You are an audit manager of Buffon & Co, and you have just been assigned the audit of Maldini Co (Maldini). The audit engagement partner who is responsible for the audit of Maldini, a listed company, has been in place for approximately eight years and her son has just been offered a role with Maldini as a sales manager. This role would entitle him to shares in Maldini as part of his remuneration package.

Maldini’s board of directors is considering establishing an internal audit function, and the finance director has asked Buffon & Co about the differences in the role of internal audit and external audit. If the internal audit function is established, the directors have suggested that they may wish to outsource this to Buffon & Co.

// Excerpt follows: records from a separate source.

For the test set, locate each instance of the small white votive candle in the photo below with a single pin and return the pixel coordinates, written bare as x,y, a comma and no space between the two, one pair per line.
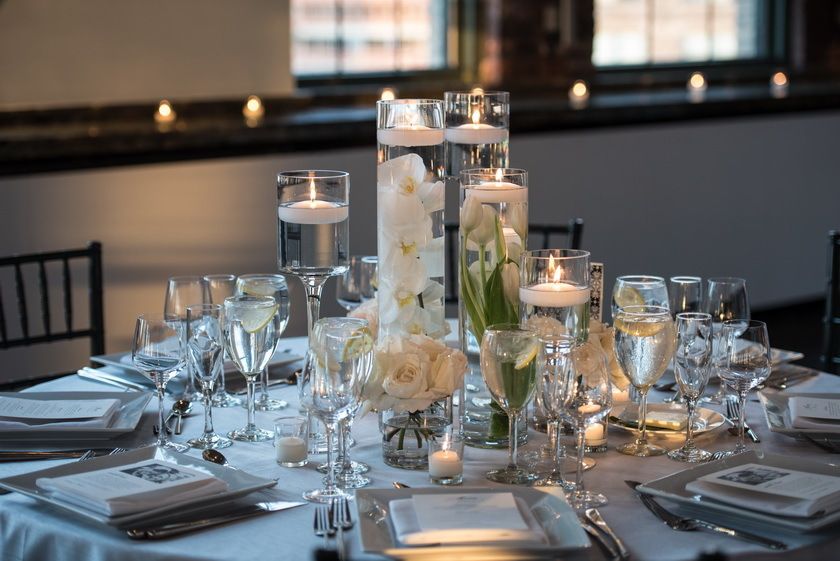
446,460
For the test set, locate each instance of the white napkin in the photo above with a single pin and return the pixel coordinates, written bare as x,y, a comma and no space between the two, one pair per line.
133,488
409,532
20,413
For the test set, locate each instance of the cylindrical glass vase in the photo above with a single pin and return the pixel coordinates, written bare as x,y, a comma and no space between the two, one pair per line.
493,234
410,204
477,125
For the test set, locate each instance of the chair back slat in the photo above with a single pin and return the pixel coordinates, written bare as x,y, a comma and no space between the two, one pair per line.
20,291
66,283
45,296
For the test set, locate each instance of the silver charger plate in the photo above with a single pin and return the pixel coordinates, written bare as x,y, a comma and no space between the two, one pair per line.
547,504
777,412
132,405
672,487
239,483
625,417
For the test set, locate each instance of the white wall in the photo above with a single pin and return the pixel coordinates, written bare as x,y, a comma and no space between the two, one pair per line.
750,197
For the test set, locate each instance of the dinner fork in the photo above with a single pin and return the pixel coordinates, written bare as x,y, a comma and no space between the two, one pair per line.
323,526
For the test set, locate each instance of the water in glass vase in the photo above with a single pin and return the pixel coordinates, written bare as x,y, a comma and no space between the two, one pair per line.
313,249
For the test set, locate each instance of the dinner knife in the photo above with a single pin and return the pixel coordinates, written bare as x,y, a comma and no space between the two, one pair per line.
178,528
687,524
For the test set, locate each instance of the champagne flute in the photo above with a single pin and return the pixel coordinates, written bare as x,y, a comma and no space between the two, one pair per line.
692,358
747,363
337,367
644,345
725,298
220,287
508,363
181,292
250,338
157,352
268,285
583,390
206,351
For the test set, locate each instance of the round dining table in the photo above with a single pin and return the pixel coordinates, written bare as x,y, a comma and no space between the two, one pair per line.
32,531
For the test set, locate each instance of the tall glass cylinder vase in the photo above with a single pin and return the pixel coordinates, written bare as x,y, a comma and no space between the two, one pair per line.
493,234
410,204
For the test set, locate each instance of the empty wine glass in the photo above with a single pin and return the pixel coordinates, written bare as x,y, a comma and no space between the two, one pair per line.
508,363
157,351
644,346
337,367
584,393
181,292
692,357
206,351
250,338
268,285
220,287
747,363
725,298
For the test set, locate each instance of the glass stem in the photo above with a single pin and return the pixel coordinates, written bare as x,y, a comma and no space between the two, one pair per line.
642,418
513,433
250,383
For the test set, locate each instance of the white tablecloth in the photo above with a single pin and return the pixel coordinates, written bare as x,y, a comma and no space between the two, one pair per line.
30,531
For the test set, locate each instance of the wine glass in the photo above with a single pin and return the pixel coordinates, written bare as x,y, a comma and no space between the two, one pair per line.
639,290
692,358
220,287
157,352
268,285
508,363
250,338
206,351
337,367
725,298
582,392
313,229
181,292
746,363
644,345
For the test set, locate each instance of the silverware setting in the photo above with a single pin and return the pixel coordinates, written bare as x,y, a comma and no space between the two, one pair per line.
691,524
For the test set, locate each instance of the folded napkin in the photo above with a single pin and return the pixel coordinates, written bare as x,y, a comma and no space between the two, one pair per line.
821,413
19,413
465,519
133,488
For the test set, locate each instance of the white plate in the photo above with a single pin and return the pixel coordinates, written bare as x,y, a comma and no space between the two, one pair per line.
625,416
547,504
777,412
239,484
132,405
672,487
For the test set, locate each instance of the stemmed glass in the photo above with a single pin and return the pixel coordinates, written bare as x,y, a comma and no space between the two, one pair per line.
746,363
644,346
580,388
205,352
220,287
725,298
181,292
508,363
249,339
157,352
268,285
337,367
313,229
692,358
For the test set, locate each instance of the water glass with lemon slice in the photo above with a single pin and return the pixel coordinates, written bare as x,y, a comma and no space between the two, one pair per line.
645,340
250,337
508,363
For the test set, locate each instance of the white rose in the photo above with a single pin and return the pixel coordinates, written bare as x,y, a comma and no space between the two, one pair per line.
406,375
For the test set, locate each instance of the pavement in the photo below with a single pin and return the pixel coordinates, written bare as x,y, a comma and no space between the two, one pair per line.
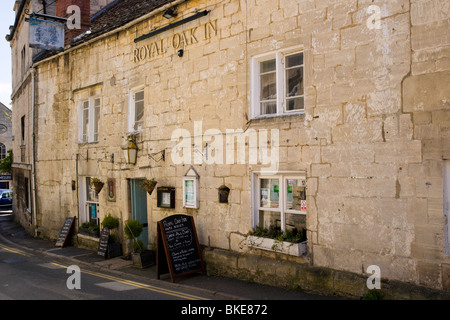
221,287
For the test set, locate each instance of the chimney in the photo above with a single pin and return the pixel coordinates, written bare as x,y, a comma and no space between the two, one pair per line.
84,19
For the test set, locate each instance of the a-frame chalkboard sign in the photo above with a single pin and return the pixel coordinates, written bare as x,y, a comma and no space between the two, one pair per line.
65,231
178,249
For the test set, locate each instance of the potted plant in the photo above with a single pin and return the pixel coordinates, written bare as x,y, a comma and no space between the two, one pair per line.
149,185
97,184
142,257
114,246
292,242
90,229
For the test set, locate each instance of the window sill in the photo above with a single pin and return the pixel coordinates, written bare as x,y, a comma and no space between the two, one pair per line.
293,249
81,143
277,116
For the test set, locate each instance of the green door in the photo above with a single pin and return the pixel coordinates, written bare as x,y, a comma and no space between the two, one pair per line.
139,207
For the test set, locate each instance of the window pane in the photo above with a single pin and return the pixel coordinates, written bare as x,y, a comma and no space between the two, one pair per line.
96,118
269,193
267,66
138,96
296,226
91,195
138,110
268,107
270,220
85,124
268,86
295,193
294,82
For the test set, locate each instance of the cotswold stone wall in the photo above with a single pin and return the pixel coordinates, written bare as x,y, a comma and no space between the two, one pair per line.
371,140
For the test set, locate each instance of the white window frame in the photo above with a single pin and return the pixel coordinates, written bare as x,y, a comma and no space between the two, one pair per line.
132,109
195,202
282,198
85,188
93,118
279,56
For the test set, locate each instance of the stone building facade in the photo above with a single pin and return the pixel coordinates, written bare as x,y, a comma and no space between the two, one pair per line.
5,143
328,116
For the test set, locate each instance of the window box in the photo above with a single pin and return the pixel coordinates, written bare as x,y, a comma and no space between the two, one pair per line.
294,249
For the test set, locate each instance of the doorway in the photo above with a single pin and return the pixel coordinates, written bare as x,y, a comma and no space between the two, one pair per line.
446,183
139,207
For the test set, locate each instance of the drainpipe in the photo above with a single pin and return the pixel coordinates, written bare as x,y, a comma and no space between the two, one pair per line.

The finance director has suggested to the board that if Buffon & Co is appointed as internal as well as external auditors, then fees should be renegotiated with at least 20% of all internal and external audit fees being based on the profit after tax of the company as this will align the interests of Buffon & Co and Maldini.

If the internal and external audit assignments are accepted, what safeguards, if any, are needed in relation to the basis for the fee?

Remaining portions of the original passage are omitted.